In environments of rampant inequality and significant social and environmental degradation, the view that corporate law should focus exclusively on shareholder wealth maximization tends to lose legitimacy, if not economic justification. Limitations of state capacity in fighting inequality and mitigating externalities through other areas of law create both political and functional pressure on corporate law to address broader welfare objectives. These pressures, which have long been felt in the Global South, are now reaching the Global North. The resurgent interest in stakeholderism in the Global North constitutes a surprising form of “reverse convergence” in comparative corporate governance – with the Global North increasingly looking more like the Global South, rather than the other way around.
Heterodox stakeholderism in the Global South also underscores the distributional repercussions of corporate law rules. The distributional implications of corporate law rules can be significant, including along North-South lines, and help explain some forms of heterodox stakeholderism in the Global South. For instance, upholding the limited liability of parent companies for environmental harm caused in developing countries is not only questionable on efficiency grounds but also brings perverse distributional implications by favoring wealthy Global North companies and their investors at the expense of poor Global South victims. The erosion of limited liability of parent companies by Global South jurisdictions can be interpreted as a response to the regressive distributional effects of limited liability of parent companies across South-North lines.
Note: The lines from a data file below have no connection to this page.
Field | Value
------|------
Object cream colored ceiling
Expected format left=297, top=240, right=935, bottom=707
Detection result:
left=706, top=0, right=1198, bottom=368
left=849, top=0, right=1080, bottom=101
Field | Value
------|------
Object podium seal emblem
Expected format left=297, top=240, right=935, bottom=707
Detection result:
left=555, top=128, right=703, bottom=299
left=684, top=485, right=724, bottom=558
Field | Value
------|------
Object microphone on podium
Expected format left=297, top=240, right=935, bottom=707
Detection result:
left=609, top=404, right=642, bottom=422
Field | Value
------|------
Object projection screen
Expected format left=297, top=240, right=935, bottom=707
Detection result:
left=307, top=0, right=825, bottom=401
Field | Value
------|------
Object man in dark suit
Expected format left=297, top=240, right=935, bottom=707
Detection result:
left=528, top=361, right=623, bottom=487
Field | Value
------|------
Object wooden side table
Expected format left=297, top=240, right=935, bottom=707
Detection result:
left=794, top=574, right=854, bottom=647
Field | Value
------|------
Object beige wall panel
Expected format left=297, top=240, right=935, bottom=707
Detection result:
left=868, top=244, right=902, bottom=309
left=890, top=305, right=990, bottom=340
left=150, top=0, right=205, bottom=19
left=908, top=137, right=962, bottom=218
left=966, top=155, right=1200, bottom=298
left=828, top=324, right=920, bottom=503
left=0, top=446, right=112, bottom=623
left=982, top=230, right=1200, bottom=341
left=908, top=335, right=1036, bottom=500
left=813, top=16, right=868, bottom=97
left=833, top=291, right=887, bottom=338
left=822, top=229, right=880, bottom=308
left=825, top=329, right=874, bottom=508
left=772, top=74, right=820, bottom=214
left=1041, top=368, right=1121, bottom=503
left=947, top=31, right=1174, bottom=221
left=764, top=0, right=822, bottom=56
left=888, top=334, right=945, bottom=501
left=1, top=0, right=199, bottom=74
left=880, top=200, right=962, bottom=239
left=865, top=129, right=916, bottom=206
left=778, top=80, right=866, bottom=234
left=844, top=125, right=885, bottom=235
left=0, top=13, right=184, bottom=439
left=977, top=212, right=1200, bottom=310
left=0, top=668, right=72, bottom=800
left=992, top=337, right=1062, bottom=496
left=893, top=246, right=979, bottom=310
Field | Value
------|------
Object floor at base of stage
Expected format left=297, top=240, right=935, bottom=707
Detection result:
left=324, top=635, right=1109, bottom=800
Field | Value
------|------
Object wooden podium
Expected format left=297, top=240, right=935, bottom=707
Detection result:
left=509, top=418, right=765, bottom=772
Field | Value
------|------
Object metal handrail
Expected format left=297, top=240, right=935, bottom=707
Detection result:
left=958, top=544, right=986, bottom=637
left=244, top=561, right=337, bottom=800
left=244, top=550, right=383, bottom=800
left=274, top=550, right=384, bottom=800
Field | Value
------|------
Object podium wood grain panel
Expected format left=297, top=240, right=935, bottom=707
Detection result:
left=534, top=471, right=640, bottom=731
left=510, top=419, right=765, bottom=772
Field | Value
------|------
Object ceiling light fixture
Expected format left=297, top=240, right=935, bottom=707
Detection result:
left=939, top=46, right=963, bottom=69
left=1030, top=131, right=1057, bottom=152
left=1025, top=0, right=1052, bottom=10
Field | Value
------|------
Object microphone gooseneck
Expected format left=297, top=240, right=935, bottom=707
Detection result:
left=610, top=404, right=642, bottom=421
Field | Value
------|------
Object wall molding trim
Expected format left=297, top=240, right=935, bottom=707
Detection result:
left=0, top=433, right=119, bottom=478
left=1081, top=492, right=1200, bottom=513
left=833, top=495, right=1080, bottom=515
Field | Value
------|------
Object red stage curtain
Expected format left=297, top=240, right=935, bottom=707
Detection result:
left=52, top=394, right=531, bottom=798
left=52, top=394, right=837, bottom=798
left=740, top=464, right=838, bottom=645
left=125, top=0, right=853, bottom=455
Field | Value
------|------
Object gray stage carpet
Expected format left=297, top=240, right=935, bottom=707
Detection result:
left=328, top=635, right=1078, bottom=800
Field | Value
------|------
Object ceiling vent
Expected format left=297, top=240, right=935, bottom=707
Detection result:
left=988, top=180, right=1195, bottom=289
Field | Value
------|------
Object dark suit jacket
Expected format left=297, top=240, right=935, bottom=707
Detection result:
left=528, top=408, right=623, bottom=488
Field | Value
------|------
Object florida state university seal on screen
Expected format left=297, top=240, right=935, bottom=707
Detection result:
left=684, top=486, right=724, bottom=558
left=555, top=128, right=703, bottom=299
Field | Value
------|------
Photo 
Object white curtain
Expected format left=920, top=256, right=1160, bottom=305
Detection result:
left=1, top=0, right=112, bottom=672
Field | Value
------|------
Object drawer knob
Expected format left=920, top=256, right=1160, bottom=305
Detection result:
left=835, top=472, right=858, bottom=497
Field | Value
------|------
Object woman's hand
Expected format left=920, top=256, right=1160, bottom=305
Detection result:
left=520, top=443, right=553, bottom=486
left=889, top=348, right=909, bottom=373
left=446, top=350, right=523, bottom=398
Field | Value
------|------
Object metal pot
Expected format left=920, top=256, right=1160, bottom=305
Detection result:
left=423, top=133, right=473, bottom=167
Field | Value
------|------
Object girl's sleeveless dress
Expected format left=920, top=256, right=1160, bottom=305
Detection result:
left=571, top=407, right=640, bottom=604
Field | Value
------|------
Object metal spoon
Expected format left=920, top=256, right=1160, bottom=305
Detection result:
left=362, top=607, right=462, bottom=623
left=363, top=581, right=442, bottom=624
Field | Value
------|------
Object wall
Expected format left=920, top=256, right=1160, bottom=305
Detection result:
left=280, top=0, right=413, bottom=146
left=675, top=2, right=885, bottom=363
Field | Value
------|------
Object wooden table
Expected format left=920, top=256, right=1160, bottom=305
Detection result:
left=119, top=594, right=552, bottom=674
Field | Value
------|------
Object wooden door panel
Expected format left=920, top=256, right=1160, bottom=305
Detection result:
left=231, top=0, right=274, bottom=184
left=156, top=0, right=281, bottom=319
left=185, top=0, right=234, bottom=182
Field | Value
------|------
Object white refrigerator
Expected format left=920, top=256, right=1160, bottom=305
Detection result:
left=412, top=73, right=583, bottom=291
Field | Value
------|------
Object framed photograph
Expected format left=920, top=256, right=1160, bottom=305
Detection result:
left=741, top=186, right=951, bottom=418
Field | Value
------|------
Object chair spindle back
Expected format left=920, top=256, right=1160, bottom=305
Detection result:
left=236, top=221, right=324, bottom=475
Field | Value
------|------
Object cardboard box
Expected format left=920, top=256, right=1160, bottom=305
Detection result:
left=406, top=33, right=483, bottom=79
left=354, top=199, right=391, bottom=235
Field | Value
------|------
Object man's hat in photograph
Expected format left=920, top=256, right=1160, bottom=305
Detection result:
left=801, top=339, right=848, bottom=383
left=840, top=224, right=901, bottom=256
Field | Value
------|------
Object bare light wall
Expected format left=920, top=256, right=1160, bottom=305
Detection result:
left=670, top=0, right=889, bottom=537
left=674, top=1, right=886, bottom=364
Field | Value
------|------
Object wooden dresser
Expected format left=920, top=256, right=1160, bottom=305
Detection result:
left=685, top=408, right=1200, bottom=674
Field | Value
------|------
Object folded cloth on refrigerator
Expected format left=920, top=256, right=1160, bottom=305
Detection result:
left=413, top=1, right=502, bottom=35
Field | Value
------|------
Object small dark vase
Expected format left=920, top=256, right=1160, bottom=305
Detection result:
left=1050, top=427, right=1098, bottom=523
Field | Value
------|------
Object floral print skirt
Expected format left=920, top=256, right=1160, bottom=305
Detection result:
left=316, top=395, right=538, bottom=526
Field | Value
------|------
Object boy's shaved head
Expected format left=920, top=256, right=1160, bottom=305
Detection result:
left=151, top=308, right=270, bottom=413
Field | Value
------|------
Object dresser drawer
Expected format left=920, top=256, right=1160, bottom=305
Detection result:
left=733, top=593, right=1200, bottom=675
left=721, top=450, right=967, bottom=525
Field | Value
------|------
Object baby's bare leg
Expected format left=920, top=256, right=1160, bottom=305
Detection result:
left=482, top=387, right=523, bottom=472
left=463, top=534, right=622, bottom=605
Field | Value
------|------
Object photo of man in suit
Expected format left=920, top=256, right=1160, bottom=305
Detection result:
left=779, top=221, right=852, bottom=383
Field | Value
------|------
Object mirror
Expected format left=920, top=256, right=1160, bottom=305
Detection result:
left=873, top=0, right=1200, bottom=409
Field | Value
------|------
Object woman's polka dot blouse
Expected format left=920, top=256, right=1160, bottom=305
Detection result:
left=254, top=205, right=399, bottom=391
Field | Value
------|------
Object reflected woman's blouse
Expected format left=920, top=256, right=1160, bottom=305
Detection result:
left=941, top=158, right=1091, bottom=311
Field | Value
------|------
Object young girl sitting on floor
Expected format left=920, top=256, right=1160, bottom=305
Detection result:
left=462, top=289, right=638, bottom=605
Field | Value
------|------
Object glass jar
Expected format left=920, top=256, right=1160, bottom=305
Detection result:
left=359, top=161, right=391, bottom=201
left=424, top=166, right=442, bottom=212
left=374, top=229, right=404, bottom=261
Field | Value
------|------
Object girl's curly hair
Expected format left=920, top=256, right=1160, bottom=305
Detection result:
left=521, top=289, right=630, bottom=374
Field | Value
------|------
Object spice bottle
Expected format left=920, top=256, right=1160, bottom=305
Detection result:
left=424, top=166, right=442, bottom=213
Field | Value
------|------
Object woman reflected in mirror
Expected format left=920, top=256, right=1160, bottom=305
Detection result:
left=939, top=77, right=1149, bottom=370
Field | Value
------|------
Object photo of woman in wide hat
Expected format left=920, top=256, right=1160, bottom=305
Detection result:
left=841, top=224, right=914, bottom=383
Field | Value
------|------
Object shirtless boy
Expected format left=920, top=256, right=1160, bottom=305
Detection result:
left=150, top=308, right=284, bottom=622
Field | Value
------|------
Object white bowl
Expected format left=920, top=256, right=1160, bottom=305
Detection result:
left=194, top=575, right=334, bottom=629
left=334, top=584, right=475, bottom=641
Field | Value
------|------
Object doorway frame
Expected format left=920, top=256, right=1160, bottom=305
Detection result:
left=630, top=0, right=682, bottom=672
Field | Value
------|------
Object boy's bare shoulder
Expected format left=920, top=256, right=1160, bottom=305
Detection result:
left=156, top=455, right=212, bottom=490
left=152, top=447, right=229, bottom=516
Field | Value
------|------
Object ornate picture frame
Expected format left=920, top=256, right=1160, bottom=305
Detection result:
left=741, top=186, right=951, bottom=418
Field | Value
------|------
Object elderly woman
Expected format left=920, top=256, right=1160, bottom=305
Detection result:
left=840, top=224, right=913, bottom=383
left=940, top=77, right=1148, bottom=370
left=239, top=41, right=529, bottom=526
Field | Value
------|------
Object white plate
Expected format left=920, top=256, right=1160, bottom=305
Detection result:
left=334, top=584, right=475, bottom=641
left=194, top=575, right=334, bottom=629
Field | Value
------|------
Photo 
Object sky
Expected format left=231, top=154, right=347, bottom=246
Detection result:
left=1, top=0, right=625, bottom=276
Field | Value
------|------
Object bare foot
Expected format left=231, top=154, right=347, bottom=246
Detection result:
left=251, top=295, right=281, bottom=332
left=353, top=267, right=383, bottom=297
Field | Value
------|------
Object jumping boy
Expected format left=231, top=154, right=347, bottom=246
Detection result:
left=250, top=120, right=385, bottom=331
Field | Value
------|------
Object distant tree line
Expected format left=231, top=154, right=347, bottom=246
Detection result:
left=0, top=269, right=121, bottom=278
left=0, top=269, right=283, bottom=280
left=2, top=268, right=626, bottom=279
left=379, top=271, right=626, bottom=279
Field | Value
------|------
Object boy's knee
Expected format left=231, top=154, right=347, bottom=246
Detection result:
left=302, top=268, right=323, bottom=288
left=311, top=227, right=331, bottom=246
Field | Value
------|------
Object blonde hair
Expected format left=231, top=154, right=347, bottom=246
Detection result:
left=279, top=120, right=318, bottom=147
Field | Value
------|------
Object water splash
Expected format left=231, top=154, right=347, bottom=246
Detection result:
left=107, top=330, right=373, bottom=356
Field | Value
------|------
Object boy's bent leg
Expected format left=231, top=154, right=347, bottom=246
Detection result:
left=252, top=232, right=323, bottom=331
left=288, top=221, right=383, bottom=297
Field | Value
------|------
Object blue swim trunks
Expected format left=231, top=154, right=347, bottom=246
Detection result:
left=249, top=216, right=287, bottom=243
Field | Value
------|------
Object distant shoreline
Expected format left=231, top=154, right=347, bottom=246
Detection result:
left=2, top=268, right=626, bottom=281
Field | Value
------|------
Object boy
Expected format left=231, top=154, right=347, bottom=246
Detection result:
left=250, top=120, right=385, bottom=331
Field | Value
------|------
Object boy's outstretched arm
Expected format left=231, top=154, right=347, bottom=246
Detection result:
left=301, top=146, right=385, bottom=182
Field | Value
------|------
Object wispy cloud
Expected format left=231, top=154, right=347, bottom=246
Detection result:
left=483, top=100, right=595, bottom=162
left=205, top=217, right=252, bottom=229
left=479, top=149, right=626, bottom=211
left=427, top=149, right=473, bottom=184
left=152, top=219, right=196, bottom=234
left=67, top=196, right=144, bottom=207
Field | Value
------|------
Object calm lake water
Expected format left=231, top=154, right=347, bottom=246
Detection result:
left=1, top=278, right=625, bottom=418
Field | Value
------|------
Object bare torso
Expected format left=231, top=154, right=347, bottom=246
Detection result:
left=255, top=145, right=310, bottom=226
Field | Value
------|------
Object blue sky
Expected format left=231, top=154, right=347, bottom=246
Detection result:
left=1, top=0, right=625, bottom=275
The experience of Global South countries reveals a broader array of institutional arrangements aimed at protecting stakeholders and reducing inequality in corporate law, as well as in other areas of law – as I have shown in prior co-authored work on contract law and inequality in the Global South. It shows that institutional change is possible, but that corporate law reform is no panacea for deep economic and social problems. The jury is still out on which heterodoxies, if any, may be worth embracing in any given context. But there is clearly much to be gained by incorporating Global South’s struggles, experiences, and innovations into the picture. The fact that comparative scholarship is lacking serves as a barrier to learning from Global South experiences in the South and North alike. The novel challenges our global world is facing require the consideration of novel solutions. The experiences of countries like Brazil, South Africa, and India offer helpful and relevant data points.